Speaking to about 100 supporters at the state Capitol, Coleman also said he wants to decentralize the state’s role in economic development and give that responsibility to cities and counties.
“It’s time to let Arkansas prosper,” Coleman said during his speech. “The simple fact is that Arkansas has every right, every reason and every resource to be one of the most successful states and to be populated by some of the most prosperous people in the nation and like many Arkansans, I’m sick and tired of our state’s political leaders excusing their poor performance on the … hollow pretext that Arkansas is just a poor state.”
The Little Rock resident becomes the second Republican to announce his intention to run for governor in 2014. Former Congressman Asa Hutchinson announced earlier this year that he is a candidate for the state’s highest office.
Gov. Mike Beebe, a Democrat, is term-limited and can’t run for re-election next year. Former Lt. Gov. Bill Halter is the only announced Democratic candidate for governor. Attorney General Dustin McDaniel launched his candidacy last fall but dropped out last month after acknowledging he had an extramarital affair with Hot Springs lawyer Andi Davis.
Coleman, who ran unsuccessfully for the Republican U.S. Senate nomination in 2010, said Thursday he supports repealing the state capital gains tax and income tax, as well as cutting business taxes and regulations, which he said inhibit economic growth.

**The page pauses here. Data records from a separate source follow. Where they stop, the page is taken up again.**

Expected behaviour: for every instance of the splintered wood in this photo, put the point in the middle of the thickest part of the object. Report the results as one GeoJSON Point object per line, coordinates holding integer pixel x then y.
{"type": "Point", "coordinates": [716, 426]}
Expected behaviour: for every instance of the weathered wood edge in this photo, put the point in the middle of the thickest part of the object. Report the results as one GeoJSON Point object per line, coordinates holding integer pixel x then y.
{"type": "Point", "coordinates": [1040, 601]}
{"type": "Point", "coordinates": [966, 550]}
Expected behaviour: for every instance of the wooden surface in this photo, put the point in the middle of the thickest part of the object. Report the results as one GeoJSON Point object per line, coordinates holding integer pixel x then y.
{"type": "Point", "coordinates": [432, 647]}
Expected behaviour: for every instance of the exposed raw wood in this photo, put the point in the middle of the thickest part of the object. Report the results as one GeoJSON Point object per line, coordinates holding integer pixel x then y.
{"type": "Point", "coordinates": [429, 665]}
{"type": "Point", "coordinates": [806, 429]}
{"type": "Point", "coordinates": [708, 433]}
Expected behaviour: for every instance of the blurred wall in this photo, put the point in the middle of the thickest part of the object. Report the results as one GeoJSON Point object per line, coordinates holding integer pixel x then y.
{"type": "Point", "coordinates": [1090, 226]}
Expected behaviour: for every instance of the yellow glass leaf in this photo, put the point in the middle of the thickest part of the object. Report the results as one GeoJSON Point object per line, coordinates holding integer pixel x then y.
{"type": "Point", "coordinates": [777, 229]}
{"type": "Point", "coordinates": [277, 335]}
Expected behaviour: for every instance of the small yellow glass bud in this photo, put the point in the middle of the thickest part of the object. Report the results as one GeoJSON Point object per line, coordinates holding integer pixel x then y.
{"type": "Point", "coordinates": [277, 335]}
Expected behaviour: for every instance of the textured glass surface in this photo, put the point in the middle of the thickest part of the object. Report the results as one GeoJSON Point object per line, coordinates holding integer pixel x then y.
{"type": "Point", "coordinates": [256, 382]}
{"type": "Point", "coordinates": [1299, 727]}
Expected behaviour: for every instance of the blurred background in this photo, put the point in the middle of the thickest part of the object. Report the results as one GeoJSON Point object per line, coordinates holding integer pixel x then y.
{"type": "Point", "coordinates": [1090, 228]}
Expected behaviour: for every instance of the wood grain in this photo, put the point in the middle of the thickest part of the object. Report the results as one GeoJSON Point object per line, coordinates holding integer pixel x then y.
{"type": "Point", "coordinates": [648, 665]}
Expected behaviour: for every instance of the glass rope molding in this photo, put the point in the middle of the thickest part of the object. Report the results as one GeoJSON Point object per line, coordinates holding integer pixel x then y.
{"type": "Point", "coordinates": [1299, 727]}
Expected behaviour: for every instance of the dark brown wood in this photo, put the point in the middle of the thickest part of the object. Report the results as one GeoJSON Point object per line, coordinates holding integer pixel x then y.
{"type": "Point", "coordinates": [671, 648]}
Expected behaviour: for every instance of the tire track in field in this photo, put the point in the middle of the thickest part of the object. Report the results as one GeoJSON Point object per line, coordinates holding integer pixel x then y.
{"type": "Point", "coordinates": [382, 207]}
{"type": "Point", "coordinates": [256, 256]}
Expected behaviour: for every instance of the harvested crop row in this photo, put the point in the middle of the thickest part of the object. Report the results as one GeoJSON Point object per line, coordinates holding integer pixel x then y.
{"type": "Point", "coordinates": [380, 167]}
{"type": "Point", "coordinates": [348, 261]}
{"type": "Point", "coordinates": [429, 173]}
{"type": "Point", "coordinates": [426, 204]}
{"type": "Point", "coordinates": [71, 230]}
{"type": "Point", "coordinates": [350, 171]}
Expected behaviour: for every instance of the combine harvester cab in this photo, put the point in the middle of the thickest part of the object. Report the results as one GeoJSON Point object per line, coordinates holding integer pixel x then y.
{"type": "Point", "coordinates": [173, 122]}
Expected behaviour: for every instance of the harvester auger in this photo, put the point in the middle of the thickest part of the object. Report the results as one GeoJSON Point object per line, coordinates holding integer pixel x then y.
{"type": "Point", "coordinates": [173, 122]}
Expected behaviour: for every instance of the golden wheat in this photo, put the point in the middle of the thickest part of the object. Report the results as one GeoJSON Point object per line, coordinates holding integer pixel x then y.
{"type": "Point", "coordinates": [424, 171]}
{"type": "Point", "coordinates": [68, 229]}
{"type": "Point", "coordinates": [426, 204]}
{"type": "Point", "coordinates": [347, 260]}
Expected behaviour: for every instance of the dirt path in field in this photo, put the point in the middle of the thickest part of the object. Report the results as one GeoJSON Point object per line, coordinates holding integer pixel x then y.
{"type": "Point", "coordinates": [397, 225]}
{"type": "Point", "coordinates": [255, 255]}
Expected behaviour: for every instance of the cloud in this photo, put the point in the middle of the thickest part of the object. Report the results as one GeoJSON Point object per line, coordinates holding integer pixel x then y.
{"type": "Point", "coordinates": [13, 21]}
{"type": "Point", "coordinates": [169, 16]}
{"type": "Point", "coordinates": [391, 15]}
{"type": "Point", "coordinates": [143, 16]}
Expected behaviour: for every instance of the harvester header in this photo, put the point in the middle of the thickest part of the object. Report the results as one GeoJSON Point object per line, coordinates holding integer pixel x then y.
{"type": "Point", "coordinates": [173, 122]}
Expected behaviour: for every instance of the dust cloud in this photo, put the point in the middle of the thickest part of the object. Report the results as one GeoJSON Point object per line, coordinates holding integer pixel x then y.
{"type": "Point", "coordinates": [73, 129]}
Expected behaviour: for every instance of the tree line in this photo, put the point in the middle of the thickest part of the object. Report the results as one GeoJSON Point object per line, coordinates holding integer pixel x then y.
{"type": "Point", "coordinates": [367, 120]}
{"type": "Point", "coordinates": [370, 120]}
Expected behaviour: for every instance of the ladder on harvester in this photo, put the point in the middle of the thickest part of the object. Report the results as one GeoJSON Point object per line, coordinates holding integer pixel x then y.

Coleman said he opposes the proposed $1.1 billion Big River Steel Mill project in Mississippi County because the state would have to issue $125 million in general obligation bonds to support the project.
Hutchinson said later Thursday that he supports the project. A spokesman for Halter said he was not available for comment.
Coleman was founder and chief executive officer of Safe Foods Corp. of North Little Rock until he retired in 2009. He currently is chairman of the Institute for Constitutional Policy, a non-profit corporation.